Unfortunately, high prices have several root causes, making hard to tackle this phenomenon (source):

  • Growing demand - [...] demand for housing has been rising at a faster rate than the supply.
  • Constraints on the building of houses - difficulty to find new land around greater London, preserving “greenbelt land”, existing homeowners have a vested interest in keeping the supply as low as possible in their area, lack of Social Housing
  • strong demand for home ownership
  • Speculation
  • Low Interest rates

There are several methods that can be used to cap the prices, most of them having some drawbacks (source):

  • higher interest rates - would have significant impact on reducing housing affordability, but might clash with controlling inflation and economic growth
  • mortgage regulation - limiting the availability of mortgages through regulation. However, mortgage lending is already quite scarce.

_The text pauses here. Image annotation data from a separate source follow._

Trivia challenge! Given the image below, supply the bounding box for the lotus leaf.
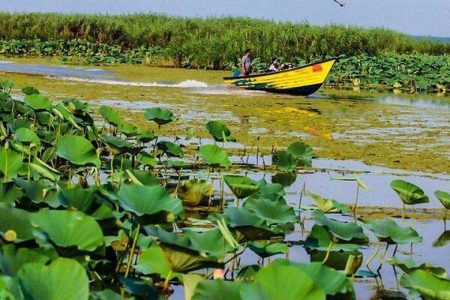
[22,86,39,95]
[136,152,158,168]
[178,179,214,206]
[312,210,369,244]
[17,258,89,300]
[0,208,33,242]
[388,257,447,278]
[0,245,50,276]
[308,193,348,213]
[303,225,360,252]
[400,269,450,300]
[14,127,41,146]
[391,179,430,205]
[206,121,236,142]
[223,175,259,199]
[241,263,326,300]
[286,142,314,167]
[56,135,100,167]
[365,219,423,245]
[272,259,355,299]
[98,106,122,126]
[0,148,23,178]
[117,185,183,216]
[23,94,52,110]
[191,280,244,300]
[434,191,450,209]
[199,145,231,167]
[272,151,297,172]
[243,198,298,225]
[31,209,104,251]
[433,230,450,247]
[156,141,183,157]
[248,241,289,258]
[144,107,177,126]
[99,134,133,155]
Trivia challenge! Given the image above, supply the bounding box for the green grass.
[0,13,450,69]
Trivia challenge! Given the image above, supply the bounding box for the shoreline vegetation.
[0,13,450,93]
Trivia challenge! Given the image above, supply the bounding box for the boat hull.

The same article emphasizes that none of these measure do not attack the actual problem: disequilibrium of supply and demand. This article dives into details about demand growing faster than supply.

Other methods that can be used are:

Apartment price control in Finland:

According to professors Niko Määttänen and Ari Hyytinen, price ceilings on Helsinki City Hitas apartments are economically highly inefficient. They cause queuing, and discriminate against the handicapped, single parents, elderly, and others not able to queue for days. They cause inefficient allocation, as apartments are not bought by those willing to pay the most for them—and those who get an apartment are unwilling to leave it, even when their family or work situation changes, since they can't sell it at what they feel the market price should be. These inefficiencies increase apartment shortage and raise the market price of other apartments.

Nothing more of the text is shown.